Microsoft zaprzeczał doniesieniom o porzuceniu konsol i teraz to samo robi Nintendo. Firma odpowiedziała na doniesienia jakoby miała zajmować się lobbowaniem w japońskim rządzie na rzecz walki z treściami generowanymi przez sztuczną inteligencję. Za doniesieniami stał jeden z japońskich polityków, który w odpowiedzi na reakcję Nintendo, przeprosił za swoje słowa (vide Twisted Voxel).
Nintendo nie walczy z generatywnym AI
Za doniesieniami stał Satoshi Asano z Ludowej Partii Demokratycznej. W usuniętym wpisie na X opisywał zagrożenia związane z generatywnym AI, które są realne pomimo zalet, jakie daje technologia. Przy okazji wspomniał, że Nintendo ogranicza użycie sztucznej inteligencji ze względu na ochronę swoich marek i Asano dodał, iż firma miałaby lobbować japoński rząd za ograniczeniami generatywnego AI.
Słowa polityka spotkały się z reakcją Nintendo, które w niedzielę, 5 października, opublikowało oświadczenie, w którym zdementowano doniesienia:
Wbrew ostatnim dyskusjom w internecie, Nintendo nie kontaktowało się z japońskim rządem w sprawie generatywnej sztucznej inteligencji. Będziemy podejmować niezbędne działania przeciwko naruszeniom naszej własności intelektualnej, bez względu na to, czy generatywna sztuczna inteligencja jest w to zaangażowana, czy nie.
Na powyższe słowa zareagował Satoshi Asano, który przeprosił Nintendo za wcześniejsze doniesienia. Dodał, że żałuje, iż nie sprawdził poprawnie otrzymanych informacji, a oryginalny post usunął, ponieważ chciał zatrzymać rozpowszechnianie nieprawdziwych informacji.
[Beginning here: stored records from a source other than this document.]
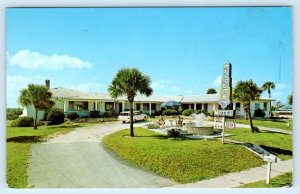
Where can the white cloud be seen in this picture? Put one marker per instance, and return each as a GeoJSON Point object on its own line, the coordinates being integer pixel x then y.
{"type": "Point", "coordinates": [90, 87]}
{"type": "Point", "coordinates": [14, 83]}
{"type": "Point", "coordinates": [34, 60]}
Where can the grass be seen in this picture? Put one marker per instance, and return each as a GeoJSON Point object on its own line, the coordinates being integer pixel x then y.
{"type": "Point", "coordinates": [181, 160]}
{"type": "Point", "coordinates": [19, 140]}
{"type": "Point", "coordinates": [278, 181]}
{"type": "Point", "coordinates": [276, 143]}
{"type": "Point", "coordinates": [272, 123]}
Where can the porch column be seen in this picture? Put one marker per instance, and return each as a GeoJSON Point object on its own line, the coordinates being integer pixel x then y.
{"type": "Point", "coordinates": [65, 105]}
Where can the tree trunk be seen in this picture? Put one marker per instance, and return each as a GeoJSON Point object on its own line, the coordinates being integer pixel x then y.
{"type": "Point", "coordinates": [131, 118]}
{"type": "Point", "coordinates": [250, 118]}
{"type": "Point", "coordinates": [35, 120]}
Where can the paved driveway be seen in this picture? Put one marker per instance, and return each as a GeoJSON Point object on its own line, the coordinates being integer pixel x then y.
{"type": "Point", "coordinates": [77, 160]}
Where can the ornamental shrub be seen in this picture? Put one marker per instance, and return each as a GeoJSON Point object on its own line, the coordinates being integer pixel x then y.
{"type": "Point", "coordinates": [22, 122]}
{"type": "Point", "coordinates": [55, 115]}
{"type": "Point", "coordinates": [188, 112]}
{"type": "Point", "coordinates": [95, 114]}
{"type": "Point", "coordinates": [72, 116]}
{"type": "Point", "coordinates": [259, 113]}
{"type": "Point", "coordinates": [170, 112]}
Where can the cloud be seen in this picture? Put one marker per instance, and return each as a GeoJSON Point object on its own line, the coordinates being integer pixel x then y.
{"type": "Point", "coordinates": [14, 83]}
{"type": "Point", "coordinates": [90, 87]}
{"type": "Point", "coordinates": [34, 60]}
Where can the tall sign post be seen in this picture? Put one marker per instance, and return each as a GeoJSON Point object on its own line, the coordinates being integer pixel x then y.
{"type": "Point", "coordinates": [225, 99]}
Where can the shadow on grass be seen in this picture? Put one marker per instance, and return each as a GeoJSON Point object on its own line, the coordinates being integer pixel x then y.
{"type": "Point", "coordinates": [24, 139]}
{"type": "Point", "coordinates": [277, 151]}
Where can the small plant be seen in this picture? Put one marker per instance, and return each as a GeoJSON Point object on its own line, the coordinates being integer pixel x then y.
{"type": "Point", "coordinates": [259, 113]}
{"type": "Point", "coordinates": [95, 114]}
{"type": "Point", "coordinates": [174, 132]}
{"type": "Point", "coordinates": [170, 112]}
{"type": "Point", "coordinates": [22, 122]}
{"type": "Point", "coordinates": [72, 116]}
{"type": "Point", "coordinates": [107, 114]}
{"type": "Point", "coordinates": [55, 115]}
{"type": "Point", "coordinates": [188, 112]}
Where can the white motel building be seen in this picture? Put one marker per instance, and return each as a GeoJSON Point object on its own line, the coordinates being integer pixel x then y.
{"type": "Point", "coordinates": [82, 103]}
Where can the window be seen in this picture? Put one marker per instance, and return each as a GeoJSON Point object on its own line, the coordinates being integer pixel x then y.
{"type": "Point", "coordinates": [265, 106]}
{"type": "Point", "coordinates": [78, 105]}
{"type": "Point", "coordinates": [238, 106]}
{"type": "Point", "coordinates": [109, 105]}
{"type": "Point", "coordinates": [257, 106]}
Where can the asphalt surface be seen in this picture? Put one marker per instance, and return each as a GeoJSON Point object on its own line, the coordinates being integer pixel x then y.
{"type": "Point", "coordinates": [78, 160]}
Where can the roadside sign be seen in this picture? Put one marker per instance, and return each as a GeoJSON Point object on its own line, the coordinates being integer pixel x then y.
{"type": "Point", "coordinates": [225, 89]}
{"type": "Point", "coordinates": [219, 122]}
{"type": "Point", "coordinates": [230, 124]}
{"type": "Point", "coordinates": [224, 113]}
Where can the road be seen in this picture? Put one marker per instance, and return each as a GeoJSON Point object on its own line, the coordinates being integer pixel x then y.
{"type": "Point", "coordinates": [78, 160]}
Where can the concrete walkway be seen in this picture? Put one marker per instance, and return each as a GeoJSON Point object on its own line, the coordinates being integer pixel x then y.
{"type": "Point", "coordinates": [77, 160]}
{"type": "Point", "coordinates": [241, 178]}
{"type": "Point", "coordinates": [267, 129]}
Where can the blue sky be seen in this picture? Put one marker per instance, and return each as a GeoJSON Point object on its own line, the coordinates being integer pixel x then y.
{"type": "Point", "coordinates": [182, 49]}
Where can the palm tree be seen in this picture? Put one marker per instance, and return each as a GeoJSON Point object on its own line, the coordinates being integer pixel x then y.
{"type": "Point", "coordinates": [211, 91]}
{"type": "Point", "coordinates": [245, 92]}
{"type": "Point", "coordinates": [268, 86]}
{"type": "Point", "coordinates": [38, 96]}
{"type": "Point", "coordinates": [290, 99]}
{"type": "Point", "coordinates": [129, 82]}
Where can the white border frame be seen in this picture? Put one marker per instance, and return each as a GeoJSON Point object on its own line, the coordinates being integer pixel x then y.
{"type": "Point", "coordinates": [152, 3]}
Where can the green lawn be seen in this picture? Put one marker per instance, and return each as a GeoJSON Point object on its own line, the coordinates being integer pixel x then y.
{"type": "Point", "coordinates": [279, 144]}
{"type": "Point", "coordinates": [19, 140]}
{"type": "Point", "coordinates": [272, 123]}
{"type": "Point", "coordinates": [182, 160]}
{"type": "Point", "coordinates": [279, 181]}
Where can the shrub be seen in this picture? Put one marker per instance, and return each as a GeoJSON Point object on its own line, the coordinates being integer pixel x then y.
{"type": "Point", "coordinates": [13, 113]}
{"type": "Point", "coordinates": [55, 115]}
{"type": "Point", "coordinates": [95, 114]}
{"type": "Point", "coordinates": [211, 113]}
{"type": "Point", "coordinates": [188, 112]}
{"type": "Point", "coordinates": [259, 113]}
{"type": "Point", "coordinates": [72, 116]}
{"type": "Point", "coordinates": [170, 112]}
{"type": "Point", "coordinates": [22, 122]}
{"type": "Point", "coordinates": [107, 114]}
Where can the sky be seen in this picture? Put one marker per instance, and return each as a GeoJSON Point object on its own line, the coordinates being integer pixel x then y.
{"type": "Point", "coordinates": [182, 49]}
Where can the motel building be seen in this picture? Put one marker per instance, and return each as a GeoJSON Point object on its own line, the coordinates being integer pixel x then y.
{"type": "Point", "coordinates": [83, 103]}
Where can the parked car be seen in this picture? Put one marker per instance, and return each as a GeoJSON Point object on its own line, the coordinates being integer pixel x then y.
{"type": "Point", "coordinates": [137, 116]}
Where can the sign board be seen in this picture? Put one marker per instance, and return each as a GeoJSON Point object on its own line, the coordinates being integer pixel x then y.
{"type": "Point", "coordinates": [230, 124]}
{"type": "Point", "coordinates": [225, 89]}
{"type": "Point", "coordinates": [224, 113]}
{"type": "Point", "coordinates": [219, 122]}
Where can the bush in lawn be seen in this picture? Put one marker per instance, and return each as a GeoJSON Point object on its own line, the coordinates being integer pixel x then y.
{"type": "Point", "coordinates": [170, 112]}
{"type": "Point", "coordinates": [22, 122]}
{"type": "Point", "coordinates": [95, 114]}
{"type": "Point", "coordinates": [188, 112]}
{"type": "Point", "coordinates": [174, 133]}
{"type": "Point", "coordinates": [259, 113]}
{"type": "Point", "coordinates": [55, 115]}
{"type": "Point", "coordinates": [72, 116]}
{"type": "Point", "coordinates": [211, 113]}
{"type": "Point", "coordinates": [107, 114]}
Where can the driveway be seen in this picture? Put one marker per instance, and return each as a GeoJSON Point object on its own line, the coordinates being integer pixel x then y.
{"type": "Point", "coordinates": [78, 160]}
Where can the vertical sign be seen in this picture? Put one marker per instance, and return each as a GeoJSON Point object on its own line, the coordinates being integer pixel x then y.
{"type": "Point", "coordinates": [225, 89]}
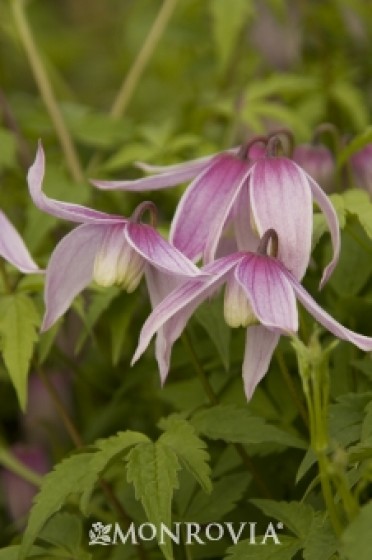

Gdyby rewelacje okazały się prawdą, to prawdopodobnie Nintendo zyskałoby w oczach graczy, ponieważ społeczność gamingowa stoi w kontrze do obecności AI w grach. Przykładem są przeprosiny, jakie musiało wystosować 11 bit studios po tym, gdy zauważono ślady generatywnej sztucznej inteligencji w The Alters. Natomiast Nintendo mogłoby nieco podbudować swoją pozycję, ponieważ mierzy się między innymi ze słabnącą sprzedażą Switcha 2 w Europie.